Rot bei 30 Neuinfektionen auf 100.000 Einwohner
Beim Thema Obergrenzen für Neuinfektionen geht Berlin ebenfalls einen eigenen Weg. Bund und Länder hatten sich in der vergangenen Woche darauf verständigt, dass bei 50 Neuinfektionen pro 100.000 Einwohnern innerhalb von sieben Tagen gehandelt werden müsse. "Wir würden bei 20 schon die Ampel auf gelb stellen, bei 30 auf rot", sagte Kalayci nun. Mit Faktor 50 wäre Berlin in den vergangenen Wochen "viel zu spät dran" gewesen. "Unser Höhepunkt lag bislang bei 37", so die Gesundheitssenatorin.
Kalayci versuchte, diese Faktoren anhand von Zahlen für ganz Berlin deutlich zu machen: Zuletzt habe die Zahl der Neuinfektionen in sieben Tagen bei 286 gelegen. Bei der Obergrenze von 30 je 100.000 Einwohner wären es über diesen Zeitraum stadtweit 1.131.
Bei den Betten überall im grünen Bereich
Der dritte entscheidende Punkt sei die Auslastung der Intensivbetten in Berlin, erklärte die Senatorin. "Wir haben mit dem Reservekrankenhaus auf dem Messegelände unser Save-Konzept ergänzt, da sind wir sehr gut aufgestellt. Trotzdem schauen wir, wie die Auslastung ist", so Kalayci.
"Die Gelbphase würden wir bei 15 Prozent erreichen, rot bei dann bei 25 Prozent", so die SPD-Politikerin. Aktuell gibt es ihren Angaben zufolge 38 Prozent freie Bettenkapazitäten in Berlins Krankenhäusern, knapp neun Prozent der Betten seien derzeit mit Covid-19-Patienten besetzt. "Wir sind hier also überall im grünen Bereich", betonte Kalayci.
Über alle drei Indikatoren werde der Senat wöchentlich berichten, sagte Kalayci.

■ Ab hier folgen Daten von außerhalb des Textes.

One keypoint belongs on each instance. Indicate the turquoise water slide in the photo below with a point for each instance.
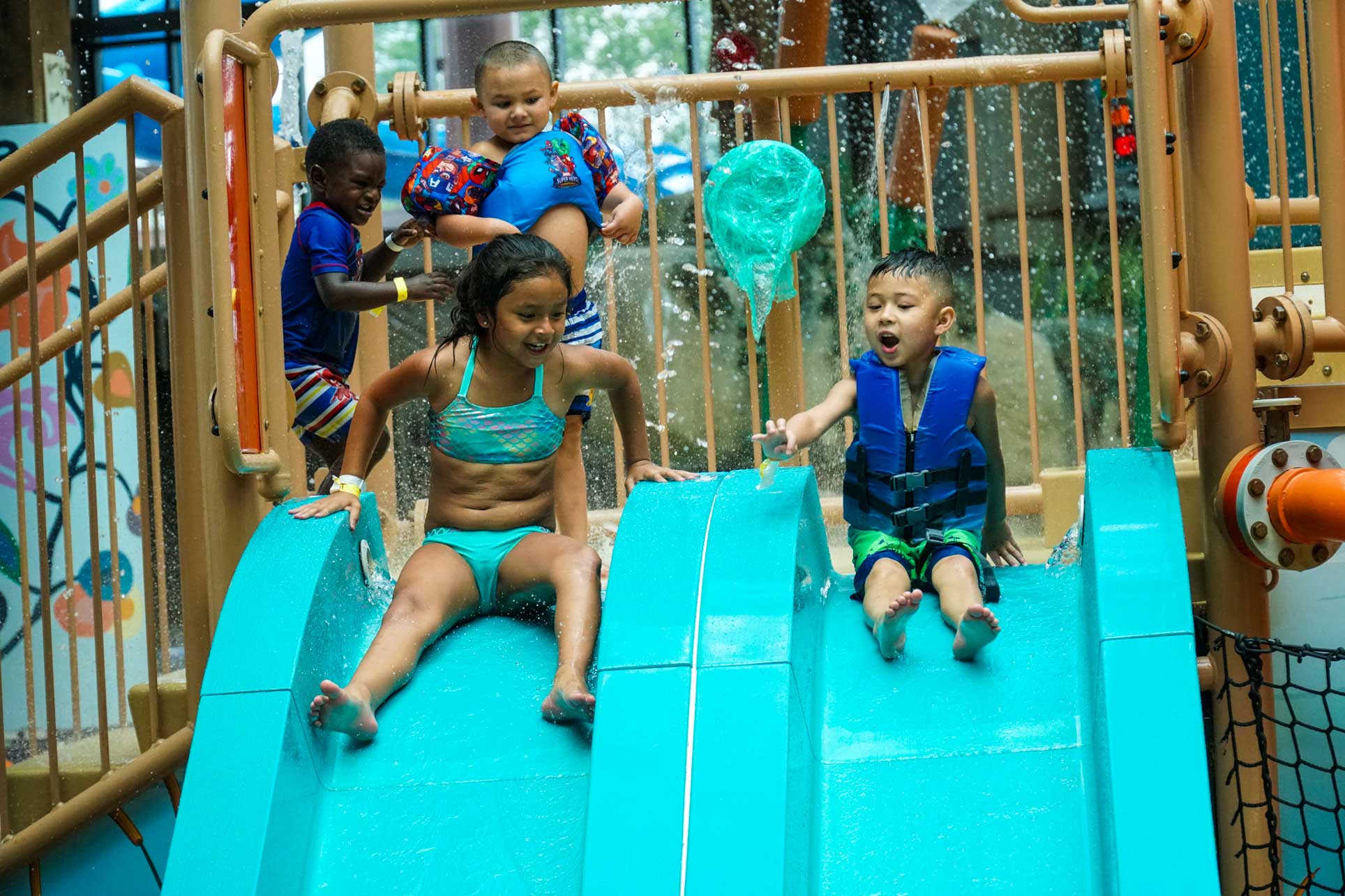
(748, 741)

Müller betonte: "Wir reagieren schon bei gelb." Er ergänzte: "Es wäre ja Wahnsinn, wenn eine Regierung oder ein Senat sagt, wir gucken mal, wie gelb sich entwickelt, wird schon gut gehen." Das Ampelsysteme sei erst einmal eine Grundlage für die nächste Zeit, könne sich aber auch ändern, wenn es erforderlich sei.

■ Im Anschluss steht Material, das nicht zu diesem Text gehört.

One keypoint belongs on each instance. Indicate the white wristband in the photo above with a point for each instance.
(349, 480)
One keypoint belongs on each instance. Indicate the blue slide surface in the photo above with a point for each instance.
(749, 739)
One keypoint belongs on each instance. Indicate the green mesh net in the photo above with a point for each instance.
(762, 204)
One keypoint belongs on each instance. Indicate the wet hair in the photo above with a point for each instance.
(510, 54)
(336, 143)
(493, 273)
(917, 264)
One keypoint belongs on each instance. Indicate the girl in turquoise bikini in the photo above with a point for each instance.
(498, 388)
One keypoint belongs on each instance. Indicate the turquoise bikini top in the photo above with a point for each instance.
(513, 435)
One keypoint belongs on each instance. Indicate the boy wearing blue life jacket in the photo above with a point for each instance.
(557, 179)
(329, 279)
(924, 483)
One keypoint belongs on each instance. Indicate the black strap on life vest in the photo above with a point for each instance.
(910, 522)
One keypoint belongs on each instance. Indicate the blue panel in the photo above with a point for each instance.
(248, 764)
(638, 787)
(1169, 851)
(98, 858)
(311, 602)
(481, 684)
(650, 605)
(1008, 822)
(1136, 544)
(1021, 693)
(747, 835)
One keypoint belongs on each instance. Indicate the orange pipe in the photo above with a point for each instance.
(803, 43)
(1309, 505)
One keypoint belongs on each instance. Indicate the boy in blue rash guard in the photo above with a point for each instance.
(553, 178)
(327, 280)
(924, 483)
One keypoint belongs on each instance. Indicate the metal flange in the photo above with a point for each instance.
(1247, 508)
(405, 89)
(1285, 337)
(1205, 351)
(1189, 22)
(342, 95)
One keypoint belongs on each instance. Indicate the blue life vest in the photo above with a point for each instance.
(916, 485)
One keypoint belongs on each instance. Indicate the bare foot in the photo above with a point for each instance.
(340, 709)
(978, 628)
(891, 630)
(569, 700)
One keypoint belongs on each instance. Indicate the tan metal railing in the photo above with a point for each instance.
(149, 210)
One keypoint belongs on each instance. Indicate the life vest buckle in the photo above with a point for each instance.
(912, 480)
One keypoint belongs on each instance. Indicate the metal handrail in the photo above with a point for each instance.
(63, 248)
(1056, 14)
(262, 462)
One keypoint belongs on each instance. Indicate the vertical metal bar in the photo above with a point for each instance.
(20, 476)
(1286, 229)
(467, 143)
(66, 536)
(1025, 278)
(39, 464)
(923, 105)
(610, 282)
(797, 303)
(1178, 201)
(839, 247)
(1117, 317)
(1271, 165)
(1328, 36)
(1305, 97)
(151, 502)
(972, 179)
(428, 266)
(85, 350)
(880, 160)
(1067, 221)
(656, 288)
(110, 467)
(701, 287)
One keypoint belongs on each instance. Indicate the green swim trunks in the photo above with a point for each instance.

Müller will über Versammlungen und Kinos sprechen
Müller mahnte, die Corona-Regeln weiterhin ernst zu nehmen. "Viele gehen die Schritte mit Bedacht mit uns gemeinsam. Andere tun das eben nicht. An der Stelle wird die Polizei in Zukunft stärker eingreifen müssen. Das muss ja kein martialisches Auftreten sein, aber es muss klare Ansprachen geben", so Müller.
Alle aktuellen Maßnahmen seien zunächst bis zum 5. Juni terminiert, betonte Müller. "Das heißt nicht, dass ab 6. Juni alles wieder aufgemacht wird, was noch zu ist. Wir müssen über Fitnessstudios, Kinos und Veranstaltungen diskutieren und die Erfahrungen betrachten." Es gebe nicht "diesen einen richtigen Weg". "Daher müssen wir uns weiter herantasten an hoffentlich weitere Lockerungen", so der Regierende Bürgermeister. "Aber sie sind keine Selbstverständlichkeit."